Barillon d’Amoncourt avait ordonné non seulement l’arpentage, mais le bornage des Bois du Roi conformément à la volonté de Colbert qui les avait trouvés en très mauvais état et avait décidé d’y mettre bon ordre. Délimiter exactement les bois du roi pour mettre fin aux abus et exiger des restitutions, telles étaient les raisons de ce plan des bois de Limours, alors propriété de la couronne et dépendant de la Gruerie de Limours.
Le nom est resté à la route qui les traversait. Le nom, mais aussi les bornes qui sont indiquées sur le plan et que l’on retrouve dans le bois de Vaugaudran, le bois de Ragonant du plan original.

Ce sont de hautes bornes de grès, à base carrée, numérotées et portant au plan supérieur le dessin de l’angle dont elles matérialisent le sommet. En suivant la direction des côtés on retrouve les bornes suivantes – un amusant jeu de piste pour un après-midi d’hiver. Les mêmes bornes existent encore dans le bois de Soligny aux Molières et dans le bois de La Brosse, ailleurs aussi sans doute, mais du bois de Courcouronne « réduit en bruyères » il ne reste qu’un nom sur la carte d’Etat-Major.
Colbert et la forêt
S’inspirant du travail accompli par Barillon d’Amoncourt, Colbert rédigea « la Grande Ordonnance de 1669 », véritable code forestier qui marqua le début de la renaissance de la forêt française en fixant le rythme des coupes, la réserve des baliveaux et en réglementant l‘usage du pâturage, limité à 4 mois et qui fut interdit aux chèvres et aux moutons.

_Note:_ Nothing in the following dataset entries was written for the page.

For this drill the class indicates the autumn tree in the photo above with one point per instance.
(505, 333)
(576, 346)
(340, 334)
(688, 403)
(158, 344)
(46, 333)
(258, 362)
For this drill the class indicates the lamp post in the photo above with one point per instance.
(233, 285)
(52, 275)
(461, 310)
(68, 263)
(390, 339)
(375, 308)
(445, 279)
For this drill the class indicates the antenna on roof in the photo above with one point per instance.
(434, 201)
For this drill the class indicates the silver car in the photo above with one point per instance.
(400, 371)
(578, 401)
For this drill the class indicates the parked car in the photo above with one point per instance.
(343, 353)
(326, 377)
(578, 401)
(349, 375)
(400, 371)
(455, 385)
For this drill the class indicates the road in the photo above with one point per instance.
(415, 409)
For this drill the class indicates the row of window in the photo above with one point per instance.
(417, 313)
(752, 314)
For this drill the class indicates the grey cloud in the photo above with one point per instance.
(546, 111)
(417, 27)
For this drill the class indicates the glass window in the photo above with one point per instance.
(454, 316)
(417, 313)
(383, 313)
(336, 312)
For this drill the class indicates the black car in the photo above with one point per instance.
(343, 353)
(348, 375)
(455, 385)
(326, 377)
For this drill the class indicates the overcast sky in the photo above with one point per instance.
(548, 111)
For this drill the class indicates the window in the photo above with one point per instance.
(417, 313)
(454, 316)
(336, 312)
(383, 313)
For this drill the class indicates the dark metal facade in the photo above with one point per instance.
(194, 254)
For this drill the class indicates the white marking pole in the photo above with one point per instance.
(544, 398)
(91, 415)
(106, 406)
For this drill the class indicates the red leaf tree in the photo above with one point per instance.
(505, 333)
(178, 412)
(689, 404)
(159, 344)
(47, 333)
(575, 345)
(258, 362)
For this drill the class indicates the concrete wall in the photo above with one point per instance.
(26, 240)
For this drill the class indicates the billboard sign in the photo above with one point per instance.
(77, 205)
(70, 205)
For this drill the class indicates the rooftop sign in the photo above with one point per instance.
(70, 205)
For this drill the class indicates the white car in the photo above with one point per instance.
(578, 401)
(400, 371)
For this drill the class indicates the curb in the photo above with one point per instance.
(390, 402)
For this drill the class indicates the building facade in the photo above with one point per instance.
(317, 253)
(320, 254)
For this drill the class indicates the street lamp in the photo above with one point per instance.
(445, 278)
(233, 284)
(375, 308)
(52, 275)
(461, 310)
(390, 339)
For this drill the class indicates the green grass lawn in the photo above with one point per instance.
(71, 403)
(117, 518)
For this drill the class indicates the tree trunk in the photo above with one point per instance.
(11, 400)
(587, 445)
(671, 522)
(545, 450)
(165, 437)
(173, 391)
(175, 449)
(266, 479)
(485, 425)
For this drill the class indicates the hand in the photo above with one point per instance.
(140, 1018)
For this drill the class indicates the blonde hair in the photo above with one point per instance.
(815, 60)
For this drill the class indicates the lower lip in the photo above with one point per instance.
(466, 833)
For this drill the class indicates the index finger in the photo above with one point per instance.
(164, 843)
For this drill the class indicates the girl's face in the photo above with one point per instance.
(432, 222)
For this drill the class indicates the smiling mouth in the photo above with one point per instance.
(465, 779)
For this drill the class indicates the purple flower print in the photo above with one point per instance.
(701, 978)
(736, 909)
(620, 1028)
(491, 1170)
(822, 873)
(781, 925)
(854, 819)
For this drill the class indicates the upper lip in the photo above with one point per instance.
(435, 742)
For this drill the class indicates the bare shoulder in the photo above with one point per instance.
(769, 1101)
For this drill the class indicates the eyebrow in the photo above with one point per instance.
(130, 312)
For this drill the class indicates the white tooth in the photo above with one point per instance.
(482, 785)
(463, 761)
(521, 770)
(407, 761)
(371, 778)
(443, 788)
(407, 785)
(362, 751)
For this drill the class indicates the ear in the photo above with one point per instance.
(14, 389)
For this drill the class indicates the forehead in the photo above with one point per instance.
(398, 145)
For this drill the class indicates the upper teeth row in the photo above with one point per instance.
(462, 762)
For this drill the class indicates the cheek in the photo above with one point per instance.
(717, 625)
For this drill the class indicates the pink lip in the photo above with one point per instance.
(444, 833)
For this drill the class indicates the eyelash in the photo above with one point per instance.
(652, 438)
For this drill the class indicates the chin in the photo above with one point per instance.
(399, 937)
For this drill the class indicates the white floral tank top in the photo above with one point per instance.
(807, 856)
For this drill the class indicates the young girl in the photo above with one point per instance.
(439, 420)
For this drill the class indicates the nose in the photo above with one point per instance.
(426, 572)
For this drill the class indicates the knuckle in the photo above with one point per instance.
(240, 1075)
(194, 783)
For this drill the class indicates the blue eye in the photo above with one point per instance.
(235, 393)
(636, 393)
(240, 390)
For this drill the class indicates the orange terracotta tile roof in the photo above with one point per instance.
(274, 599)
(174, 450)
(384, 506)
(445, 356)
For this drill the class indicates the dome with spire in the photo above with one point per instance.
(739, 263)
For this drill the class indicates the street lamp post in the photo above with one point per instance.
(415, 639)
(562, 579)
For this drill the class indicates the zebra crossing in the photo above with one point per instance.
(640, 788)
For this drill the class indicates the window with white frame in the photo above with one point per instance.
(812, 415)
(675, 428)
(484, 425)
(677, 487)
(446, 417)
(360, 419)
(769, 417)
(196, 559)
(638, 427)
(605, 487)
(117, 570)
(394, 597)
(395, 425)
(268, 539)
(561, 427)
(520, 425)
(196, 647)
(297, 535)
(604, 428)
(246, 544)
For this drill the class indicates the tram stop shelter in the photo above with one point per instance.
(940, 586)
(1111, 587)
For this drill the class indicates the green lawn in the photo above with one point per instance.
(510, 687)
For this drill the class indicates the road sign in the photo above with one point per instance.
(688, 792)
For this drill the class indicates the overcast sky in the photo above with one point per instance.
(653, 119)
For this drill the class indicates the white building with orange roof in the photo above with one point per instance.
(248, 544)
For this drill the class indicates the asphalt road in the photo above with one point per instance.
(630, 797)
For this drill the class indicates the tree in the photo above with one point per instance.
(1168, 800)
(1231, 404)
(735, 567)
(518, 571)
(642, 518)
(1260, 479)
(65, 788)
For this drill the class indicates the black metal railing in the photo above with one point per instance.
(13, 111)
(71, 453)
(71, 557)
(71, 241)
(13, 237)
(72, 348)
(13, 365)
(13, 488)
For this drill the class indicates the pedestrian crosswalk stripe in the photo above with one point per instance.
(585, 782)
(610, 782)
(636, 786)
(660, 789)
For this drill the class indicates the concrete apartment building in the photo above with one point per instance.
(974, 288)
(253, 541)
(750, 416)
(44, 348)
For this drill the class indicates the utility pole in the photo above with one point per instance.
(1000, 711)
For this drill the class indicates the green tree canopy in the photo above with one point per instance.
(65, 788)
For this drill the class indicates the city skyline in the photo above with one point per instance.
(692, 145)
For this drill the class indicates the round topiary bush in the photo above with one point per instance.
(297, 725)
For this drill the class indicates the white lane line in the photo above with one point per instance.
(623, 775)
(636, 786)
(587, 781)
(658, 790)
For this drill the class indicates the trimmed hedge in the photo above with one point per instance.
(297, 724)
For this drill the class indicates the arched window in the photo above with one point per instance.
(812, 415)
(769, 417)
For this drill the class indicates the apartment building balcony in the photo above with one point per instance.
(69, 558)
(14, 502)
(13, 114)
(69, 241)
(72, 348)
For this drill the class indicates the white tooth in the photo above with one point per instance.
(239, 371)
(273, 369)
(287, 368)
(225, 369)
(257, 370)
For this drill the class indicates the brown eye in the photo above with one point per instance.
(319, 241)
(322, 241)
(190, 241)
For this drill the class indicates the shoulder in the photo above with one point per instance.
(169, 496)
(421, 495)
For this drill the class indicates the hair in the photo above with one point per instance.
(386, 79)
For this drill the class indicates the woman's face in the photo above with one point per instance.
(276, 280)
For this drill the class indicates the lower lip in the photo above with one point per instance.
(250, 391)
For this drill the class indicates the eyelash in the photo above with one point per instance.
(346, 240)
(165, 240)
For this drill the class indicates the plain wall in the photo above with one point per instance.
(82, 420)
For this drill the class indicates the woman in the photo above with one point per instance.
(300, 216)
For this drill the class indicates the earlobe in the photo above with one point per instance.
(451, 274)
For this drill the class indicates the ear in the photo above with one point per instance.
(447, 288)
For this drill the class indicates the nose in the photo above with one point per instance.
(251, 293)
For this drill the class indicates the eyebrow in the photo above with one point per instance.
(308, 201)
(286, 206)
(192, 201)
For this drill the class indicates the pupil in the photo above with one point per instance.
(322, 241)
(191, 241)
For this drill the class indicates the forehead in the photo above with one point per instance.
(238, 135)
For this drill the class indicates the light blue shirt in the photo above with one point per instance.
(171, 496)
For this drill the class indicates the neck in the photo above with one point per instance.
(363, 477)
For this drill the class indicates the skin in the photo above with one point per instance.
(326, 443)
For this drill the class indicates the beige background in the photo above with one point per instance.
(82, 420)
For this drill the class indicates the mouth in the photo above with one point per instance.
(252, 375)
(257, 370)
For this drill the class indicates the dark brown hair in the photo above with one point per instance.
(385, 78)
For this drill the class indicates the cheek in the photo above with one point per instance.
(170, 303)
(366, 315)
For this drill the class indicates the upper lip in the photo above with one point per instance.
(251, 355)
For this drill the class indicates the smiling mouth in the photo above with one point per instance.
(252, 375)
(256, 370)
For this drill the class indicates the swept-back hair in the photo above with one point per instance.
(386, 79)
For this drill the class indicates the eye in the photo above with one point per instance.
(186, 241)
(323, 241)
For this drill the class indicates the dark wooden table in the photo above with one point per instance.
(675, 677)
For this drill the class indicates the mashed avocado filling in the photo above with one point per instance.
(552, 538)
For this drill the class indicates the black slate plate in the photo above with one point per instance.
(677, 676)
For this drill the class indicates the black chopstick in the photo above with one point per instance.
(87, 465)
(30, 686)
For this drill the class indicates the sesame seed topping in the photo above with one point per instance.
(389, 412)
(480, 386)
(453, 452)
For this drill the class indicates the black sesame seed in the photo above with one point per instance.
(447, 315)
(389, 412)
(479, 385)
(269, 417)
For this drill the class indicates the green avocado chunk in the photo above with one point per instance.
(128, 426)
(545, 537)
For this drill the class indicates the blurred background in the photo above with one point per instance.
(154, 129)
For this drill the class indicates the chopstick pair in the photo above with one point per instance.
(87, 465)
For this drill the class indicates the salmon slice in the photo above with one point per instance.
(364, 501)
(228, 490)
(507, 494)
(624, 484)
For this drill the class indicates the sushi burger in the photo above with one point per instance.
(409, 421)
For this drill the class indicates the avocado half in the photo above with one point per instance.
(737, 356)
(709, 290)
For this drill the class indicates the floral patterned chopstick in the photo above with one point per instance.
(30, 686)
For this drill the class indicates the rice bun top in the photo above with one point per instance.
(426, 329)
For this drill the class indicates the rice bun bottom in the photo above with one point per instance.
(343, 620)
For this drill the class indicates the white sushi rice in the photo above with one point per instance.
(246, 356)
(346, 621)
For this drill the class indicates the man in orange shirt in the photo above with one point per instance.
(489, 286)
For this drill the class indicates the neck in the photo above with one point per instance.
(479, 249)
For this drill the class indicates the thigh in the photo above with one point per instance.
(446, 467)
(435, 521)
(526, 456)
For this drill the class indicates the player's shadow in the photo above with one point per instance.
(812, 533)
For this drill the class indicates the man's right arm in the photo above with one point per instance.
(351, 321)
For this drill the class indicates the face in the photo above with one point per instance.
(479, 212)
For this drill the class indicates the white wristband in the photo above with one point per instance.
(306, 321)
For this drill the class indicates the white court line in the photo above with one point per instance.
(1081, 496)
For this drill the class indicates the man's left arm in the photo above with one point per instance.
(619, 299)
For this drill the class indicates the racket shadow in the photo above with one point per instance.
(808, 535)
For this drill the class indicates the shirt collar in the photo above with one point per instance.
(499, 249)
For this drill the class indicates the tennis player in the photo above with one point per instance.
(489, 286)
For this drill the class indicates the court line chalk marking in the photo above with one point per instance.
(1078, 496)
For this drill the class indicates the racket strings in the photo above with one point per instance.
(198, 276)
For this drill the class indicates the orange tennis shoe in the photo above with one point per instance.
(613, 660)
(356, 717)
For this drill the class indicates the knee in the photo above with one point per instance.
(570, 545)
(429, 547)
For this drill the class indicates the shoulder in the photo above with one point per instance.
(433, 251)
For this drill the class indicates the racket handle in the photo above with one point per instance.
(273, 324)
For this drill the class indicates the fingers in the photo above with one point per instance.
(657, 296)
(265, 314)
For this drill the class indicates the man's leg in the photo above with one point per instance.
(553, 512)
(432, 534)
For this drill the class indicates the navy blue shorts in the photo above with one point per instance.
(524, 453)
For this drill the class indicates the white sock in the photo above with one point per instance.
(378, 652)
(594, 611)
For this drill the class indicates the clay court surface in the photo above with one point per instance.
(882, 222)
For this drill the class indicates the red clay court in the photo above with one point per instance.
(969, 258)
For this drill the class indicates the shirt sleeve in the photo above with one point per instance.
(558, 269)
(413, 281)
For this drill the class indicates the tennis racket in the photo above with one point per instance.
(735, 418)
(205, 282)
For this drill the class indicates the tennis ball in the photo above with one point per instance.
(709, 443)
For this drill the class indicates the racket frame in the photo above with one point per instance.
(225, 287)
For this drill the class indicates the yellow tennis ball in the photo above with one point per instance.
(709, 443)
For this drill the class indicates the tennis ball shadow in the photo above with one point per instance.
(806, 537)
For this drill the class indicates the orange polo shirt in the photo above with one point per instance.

Mais, malgré le bornage et la vigilance des gruyers les abus durent continuer car au XVIIIe siècle, la Maîtrise des Eaux et Forêts fit creuser autour des bois du Roi un fossé, aux dépens des riverains qui protestèrent évidemment.
Le Seigneur de Belleville, Pierre, Juvénal GALLOIS fit dresser procès-verbal le 19 janvier 1768 « pour trois cents perches de bois prises sur un terrain appartenant au dit Sieur Gallois, lors de l’ouverture des fossés faits autour du bois de Graville ».
Nous ne savons pas s’il obtint réparation, mais les fossés existent toujours, non dans le Bois de Graville dont une grande partie a disparu sous les pavillons du plateau de Belleville, mais autour du bois de Vaugondran et de La Brosse et ils vous guideront dans votre quête des bornes de 1666.
A la veille de la Révolution, le Comté de Limours n’appartenait plus à la couronne, mais il semble bien que le Roi y avait gardé des droits : La carte des Chasses Royales appelle le bois de Graville “le Bois du Roi” et dans leur cahier de doléances en avril 1789, les habitants supplient Sa Majesté de diminuer le nombre des bêtes fauves (cerfs, biches, chevreuils …) répandues dans les bois qui avoisinent la plaine de Gometz la Ville et qui ravagent les récoltes.
Le droit de Gruerie, les grueries ont été abolis à la Révolution avec tous les droits féodaux, mais il en est resté chez nous : un lieu-dit, des plans, des bornes qui témoignent de la persistance du passé et qui nous ont permis d’apprécier dans le domaine particulier de la forêt française, l’action de Colbert, ce grand commis de l’Etat dont on connaissait surtout l’œuvre financière et économique.